Limitação dos testes – Além disso, há a complexidade do material genético. “Os testes genéticos são limitados, pois abrangem uma quantidade muito pequena de genes. Na maior parte dos casos, também não se sabe o que esses genes conseguem ‘contar’ sobre o paciente”, afirma Ong.

Cada indivíduo tem um arcabouço genético que é próprio dele. Embora sejam próximos, existe um nível de diferenciação do genoma de pessoa para pessoa que é estimado em 0,1%. “Pode parecer pouco, mas é muito se considerarmos que nosso DNA tem 3 bilhões de bases.” Além disso, existem variações entre genomas que são bastante frequentes. É o chamado polimorfismo de nucleotídeo único – uma variação na sequência de DNA que afeta somente uma base [adenina (A), timina (T), citosina (C), ou guanina (G)] na sequência do genoma.
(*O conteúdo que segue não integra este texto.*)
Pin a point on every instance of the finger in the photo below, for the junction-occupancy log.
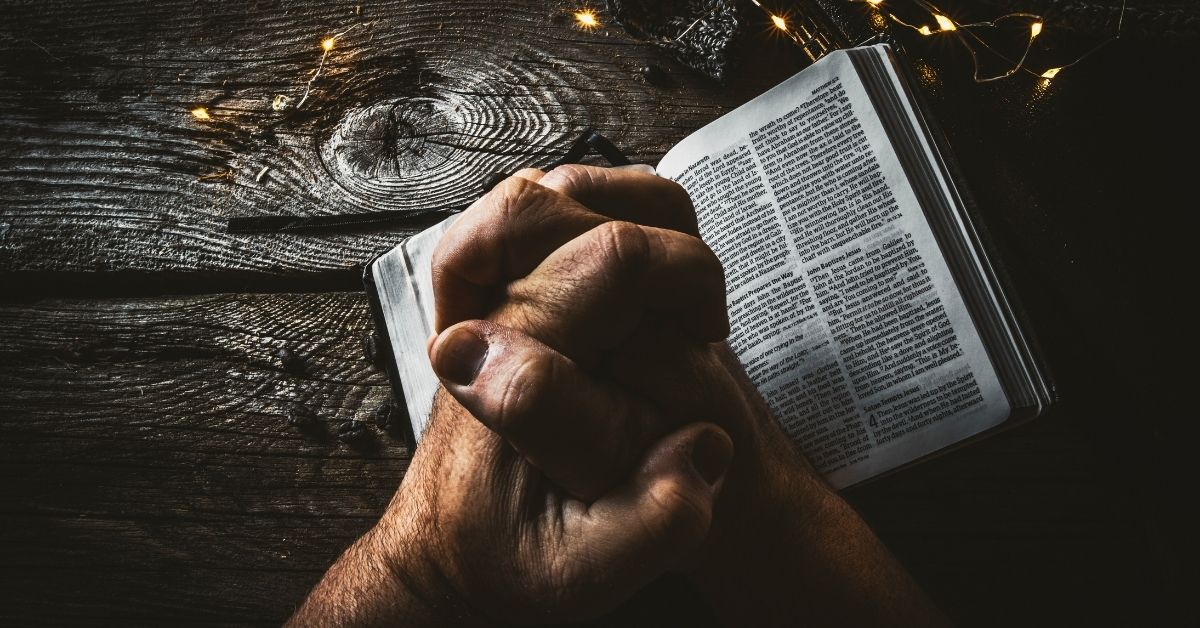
(513, 228)
(502, 237)
(593, 292)
(583, 434)
(640, 530)
(628, 193)
(529, 174)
“Essas bases vão definir, por exemplo, a forma com que uma proteína será codificada para regular o metabolismo do colesterol. Se houver uma única alteração, uma base que deveria ser C e é um T, podemos ter uma alteração da estrutura tridimensional da proteína que vai mudar sua atuação para mais ou para menos. É possível que esse polimorfismo faça com que o organismo da pessoa produza mais colesterol endogenamente”, exemplifica.

Cada pessoa carrega cerca de 200 mil polimorfismos de nucleotídeo único. “Geralmente são mudanças na sequência de bases com impacto sutil, isoladamente falando, mas que na somatória podem fazer uma diferença muito grande. E já foram catalogadas mais de 10 milhões de variações”, aponta. Ele ressalta que para fazer um teste preditivo seria preciso conhecer, pelo menos, as mais importantes dessas variações, e ter condições de fazer testes em um preço razoável e com modelos estatísticos validados, que olhem o mapa genético do indivíduo e indiquem as propensões maiores a problemas. “Isso é algo muito difícil de fazer atualmente com o conhecimento de que dispomos.”
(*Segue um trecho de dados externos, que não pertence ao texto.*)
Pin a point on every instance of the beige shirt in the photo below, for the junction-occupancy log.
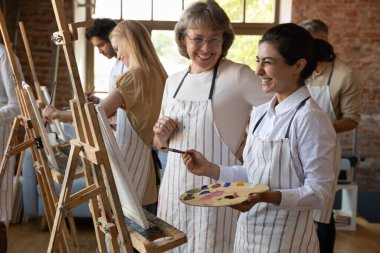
(345, 88)
(142, 117)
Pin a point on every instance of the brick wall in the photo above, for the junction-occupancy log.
(355, 33)
(39, 22)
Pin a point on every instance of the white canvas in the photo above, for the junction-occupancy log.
(129, 201)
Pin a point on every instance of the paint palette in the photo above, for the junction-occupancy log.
(221, 194)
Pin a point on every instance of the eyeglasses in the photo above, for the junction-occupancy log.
(199, 41)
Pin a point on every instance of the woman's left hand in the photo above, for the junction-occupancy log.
(252, 200)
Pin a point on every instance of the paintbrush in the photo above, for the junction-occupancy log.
(173, 150)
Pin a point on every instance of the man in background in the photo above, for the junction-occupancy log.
(98, 35)
(337, 90)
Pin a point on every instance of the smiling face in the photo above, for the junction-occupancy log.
(104, 47)
(204, 47)
(121, 54)
(275, 74)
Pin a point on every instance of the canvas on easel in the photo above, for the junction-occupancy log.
(127, 194)
(27, 121)
(45, 139)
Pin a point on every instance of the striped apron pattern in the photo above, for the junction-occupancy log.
(6, 186)
(321, 94)
(266, 228)
(207, 229)
(136, 154)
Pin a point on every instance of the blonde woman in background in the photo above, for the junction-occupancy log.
(139, 93)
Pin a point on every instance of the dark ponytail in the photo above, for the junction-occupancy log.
(324, 51)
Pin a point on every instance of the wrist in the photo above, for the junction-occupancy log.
(213, 171)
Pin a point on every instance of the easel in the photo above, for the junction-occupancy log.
(32, 140)
(42, 100)
(101, 190)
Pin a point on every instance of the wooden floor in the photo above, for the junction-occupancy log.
(28, 237)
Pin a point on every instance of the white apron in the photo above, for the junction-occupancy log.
(207, 229)
(321, 94)
(6, 186)
(265, 228)
(136, 154)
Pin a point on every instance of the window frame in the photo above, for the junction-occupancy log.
(240, 28)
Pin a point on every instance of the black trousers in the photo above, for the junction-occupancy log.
(3, 237)
(326, 235)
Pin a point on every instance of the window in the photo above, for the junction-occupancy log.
(249, 19)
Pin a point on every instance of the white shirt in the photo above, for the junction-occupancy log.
(312, 143)
(8, 99)
(237, 89)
“Em resumo, embora promissores, ainda é cedo para a sua aplicação clínica. Dentre as limitações destacam-se o número pequeno de genes analisados, a falta de validação clínica e conhecimento quanto ao seu valor preditivo, ou seja, o quanto esses genes contam sobre a nossa saúde”, diz. A genômica nutricional ainda precisa de muita pesquisa”, afirma.

Um passo à frente:
A área de genômica, conta Ong, já vem sendo usada de forma bem-sucedida para outros fins. Pode ajudar a definir dosagens de medicamentos, mais adequadas a cada perfil genético, por exemplo. No caso da genômica nutricional, tem contribuído para mostrar como o organismo reage a determinadas substâncias. É o caso da cafeína que, dependendo da pessoa, acelera o metabolismo, aumentando a pressão arterial e os batimentos cardíacos a ponto de, no longo prazo, ampliar as chances de um infarto. “Hoje é possível, por exemplo, saber se uma pessoa metaboliza devagar ou rapidamente a cafeína. Não são muitos os genes envolvidos na metabolização da substância, o que facilita em relação aos exames genéticos.”